Est-ce une cuisse ? Un bras ? Peut-être une chute de rein, qui sait. Les vignettes carrées de Ludovic Seth invitent à l'égarement, et aiguisent l'imagination, "car elles ne privilégient aucune direction de composition ou de lecture. N'induisant ni haut, ni bas".
Une exploration à fleur de peau qui s'aventure sur la courbe d'un Julien, dans la nuque d'un Paul. A flirter d'aussi près avec l'épiderme d'un inconnu, on se sentirait même un petit peu voyeur...
Qu'on y voie les méandres d'une rivière à sec, les sillons creusés par le vent sur des dunes, des gorges escarpées, de profondes vallées, des falaises abruptes ou de mornes plaines, m'intéresse bien plus que d'y voir d'emblée une épaule, une clavicule ou le creux d'un genou...
Bodyscape est une "série ouverte" née de la rencontre avec "un modèle qui n'appréciait pas particulièrement son physique" et pour lequel Ludovic Seth a voulu sortir des représentations classiques du nu pour "(re)faire connaissance avec ces parties du corps." Alimentée au gré des collaborations, la série se compose à ce jour d'une cinquantaine de photographies, pour laquelle une trentaine de modèles se sont glissés devant l'objectif de Ludovic.
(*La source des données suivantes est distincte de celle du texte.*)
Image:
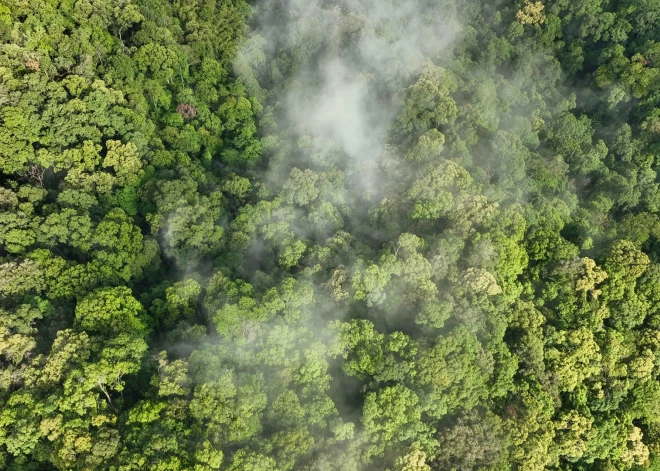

Lui parle de "paysages du corps". Et ce n'est pas pour rien. Architecte de formation, c'est avec une approche plasticienne non dénuée de poésie qu'il décrit son travail :
Puissance, fragilité… force, douceur… tension, abandon… le corps masculin est un territoire d'expressions inépuisables. A chaque modèle, sa personnalité, sa sensibilité… à chaque corps, une part de beauté à révéler, une histoire à raconter. Mais si chacun est unique, ce voyage entrepris au coeur de la nudité de tous les corps, de tous les âges, est l’occasion de mesurer combien, au-delà des différences, nous sommes tous susceptibles d’être émus, et capables d’être interpellés dans notre rapport au corps, à notre propre corps, à travers la découverte du corps de l’autre…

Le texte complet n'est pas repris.